COVAR_SAMP Function
Description
The COVAR_SAMP function computes the sample covariance between two numeric columns. Covariance measures the degree to which two variables change together. Sample covariance uses (n-1) as the denominator and is an unbiased estimator of the population covariance.
Parameters
y: A numeric expression serving as the dependent variable. Must be a numeric type that can be cast to DOUBLE.
x: A numeric expression serving as the independent variable. Must be a numeric type that can be cast to DOUBLE.
Return Type
- Returns a
DOUBLE value representing the sample covariance.
- Positive value: x and y tend to change in the same direction (positive correlation)

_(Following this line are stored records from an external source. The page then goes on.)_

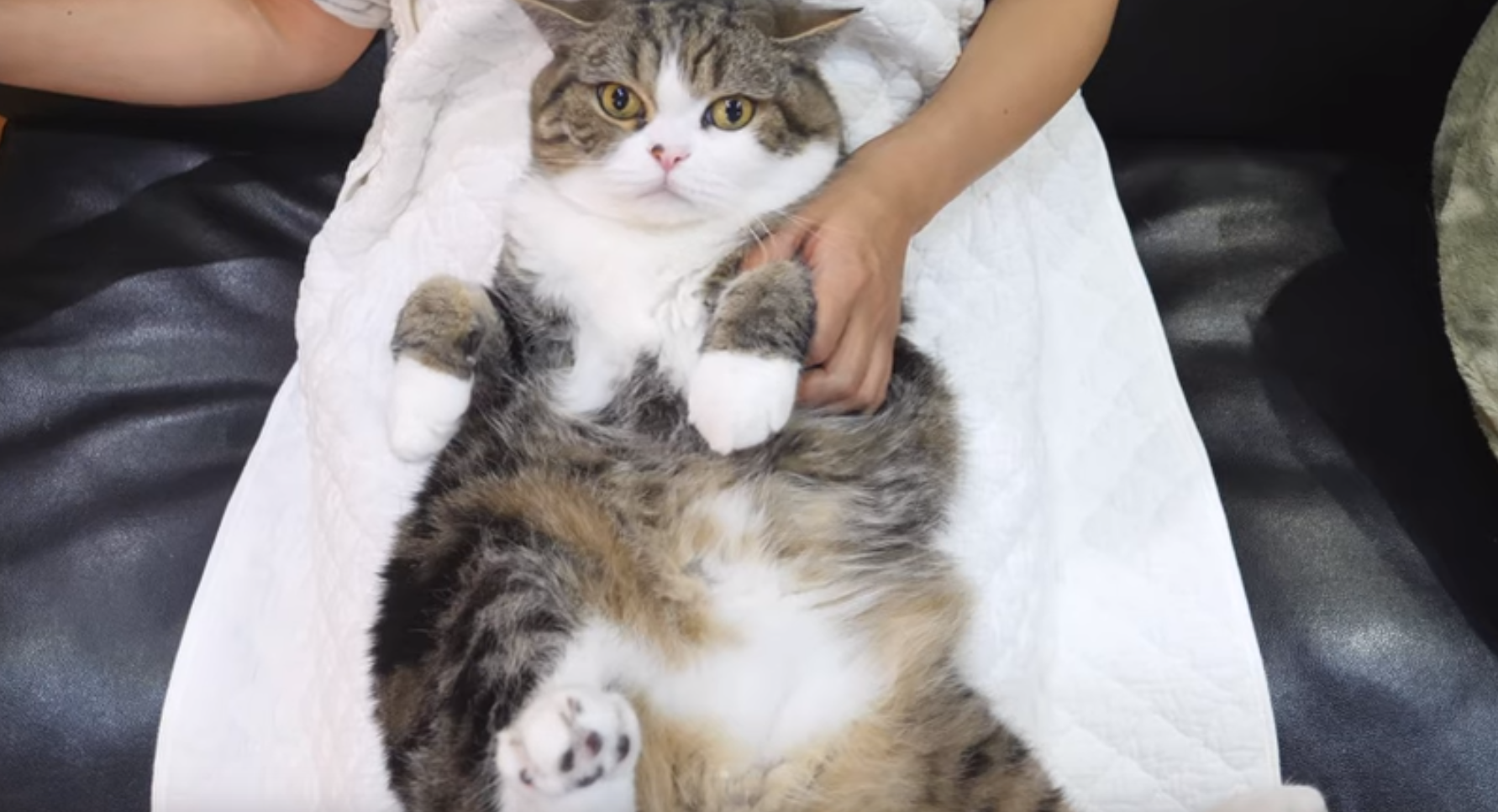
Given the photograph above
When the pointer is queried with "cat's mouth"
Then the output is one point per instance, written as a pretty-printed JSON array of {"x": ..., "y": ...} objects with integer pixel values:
[{"x": 664, "y": 192}]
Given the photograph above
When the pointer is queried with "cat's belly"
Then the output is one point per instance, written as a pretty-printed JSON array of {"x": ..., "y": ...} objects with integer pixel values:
[{"x": 786, "y": 672}]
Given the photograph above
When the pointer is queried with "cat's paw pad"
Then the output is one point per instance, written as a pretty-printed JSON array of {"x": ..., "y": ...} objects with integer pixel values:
[
  {"x": 1277, "y": 799},
  {"x": 570, "y": 741},
  {"x": 426, "y": 409},
  {"x": 738, "y": 401}
]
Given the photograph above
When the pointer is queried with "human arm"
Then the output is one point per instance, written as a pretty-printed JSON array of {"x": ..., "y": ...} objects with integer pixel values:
[
  {"x": 174, "y": 51},
  {"x": 1022, "y": 63}
]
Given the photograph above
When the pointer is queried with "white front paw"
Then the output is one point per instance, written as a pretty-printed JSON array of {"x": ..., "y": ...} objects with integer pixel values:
[
  {"x": 738, "y": 401},
  {"x": 426, "y": 409},
  {"x": 571, "y": 749}
]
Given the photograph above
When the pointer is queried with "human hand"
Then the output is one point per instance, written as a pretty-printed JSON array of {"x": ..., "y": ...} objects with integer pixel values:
[{"x": 854, "y": 237}]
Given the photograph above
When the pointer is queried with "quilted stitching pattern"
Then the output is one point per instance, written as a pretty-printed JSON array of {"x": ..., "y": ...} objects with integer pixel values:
[{"x": 1112, "y": 626}]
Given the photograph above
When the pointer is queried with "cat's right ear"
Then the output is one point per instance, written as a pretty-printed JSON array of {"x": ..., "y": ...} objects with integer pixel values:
[{"x": 560, "y": 20}]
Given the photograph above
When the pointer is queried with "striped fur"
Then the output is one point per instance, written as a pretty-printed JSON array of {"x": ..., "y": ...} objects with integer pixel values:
[{"x": 535, "y": 521}]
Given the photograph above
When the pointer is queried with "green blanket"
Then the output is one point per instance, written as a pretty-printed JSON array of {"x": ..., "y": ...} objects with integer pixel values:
[{"x": 1467, "y": 210}]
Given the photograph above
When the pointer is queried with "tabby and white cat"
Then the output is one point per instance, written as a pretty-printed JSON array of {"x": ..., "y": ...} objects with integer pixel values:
[{"x": 634, "y": 579}]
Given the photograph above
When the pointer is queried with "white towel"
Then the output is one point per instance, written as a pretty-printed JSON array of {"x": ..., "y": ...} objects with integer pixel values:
[{"x": 1113, "y": 628}]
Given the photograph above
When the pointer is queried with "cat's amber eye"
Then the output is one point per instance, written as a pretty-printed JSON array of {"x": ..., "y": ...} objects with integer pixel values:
[
  {"x": 619, "y": 101},
  {"x": 733, "y": 113}
]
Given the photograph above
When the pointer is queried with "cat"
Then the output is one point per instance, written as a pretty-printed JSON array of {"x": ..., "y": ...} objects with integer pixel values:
[{"x": 635, "y": 577}]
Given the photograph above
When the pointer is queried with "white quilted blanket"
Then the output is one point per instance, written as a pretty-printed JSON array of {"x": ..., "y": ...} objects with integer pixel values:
[{"x": 1113, "y": 625}]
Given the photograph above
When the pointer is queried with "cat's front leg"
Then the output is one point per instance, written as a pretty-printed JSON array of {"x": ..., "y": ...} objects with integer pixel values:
[
  {"x": 744, "y": 387},
  {"x": 438, "y": 339},
  {"x": 570, "y": 751}
]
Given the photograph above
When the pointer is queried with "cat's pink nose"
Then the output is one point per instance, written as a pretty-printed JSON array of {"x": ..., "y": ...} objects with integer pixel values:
[{"x": 669, "y": 158}]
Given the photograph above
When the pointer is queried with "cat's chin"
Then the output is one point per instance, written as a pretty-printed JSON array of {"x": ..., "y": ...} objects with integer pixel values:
[{"x": 658, "y": 210}]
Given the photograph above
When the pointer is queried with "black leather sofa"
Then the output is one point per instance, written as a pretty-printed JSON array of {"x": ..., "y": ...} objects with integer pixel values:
[{"x": 1272, "y": 158}]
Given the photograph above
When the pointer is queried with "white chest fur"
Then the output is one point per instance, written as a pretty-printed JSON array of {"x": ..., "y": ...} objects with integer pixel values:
[{"x": 633, "y": 292}]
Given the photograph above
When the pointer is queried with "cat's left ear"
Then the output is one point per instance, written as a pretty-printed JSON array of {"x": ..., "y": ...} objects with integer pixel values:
[
  {"x": 809, "y": 30},
  {"x": 560, "y": 20}
]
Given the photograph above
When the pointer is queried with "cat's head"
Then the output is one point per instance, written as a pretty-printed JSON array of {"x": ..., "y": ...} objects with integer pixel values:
[{"x": 667, "y": 113}]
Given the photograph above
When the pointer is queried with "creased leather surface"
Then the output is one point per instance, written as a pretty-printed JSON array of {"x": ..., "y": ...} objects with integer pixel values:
[
  {"x": 145, "y": 300},
  {"x": 1304, "y": 74},
  {"x": 1299, "y": 292}
]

- Negative value: x and y tend to change in opposite directions (negative correlation)
- Close to 0: weak correlation between variables
Notes
- During computation,
NULL values are ignored.
- If there are fewer than 1 valid data point, returns
NULL.
- Sample covariance uses the formula with denominator (n-1) and is an unbiased estimator of the population covariance. With small sample sizes, the variability (variance) of sample covariance tends to be larger.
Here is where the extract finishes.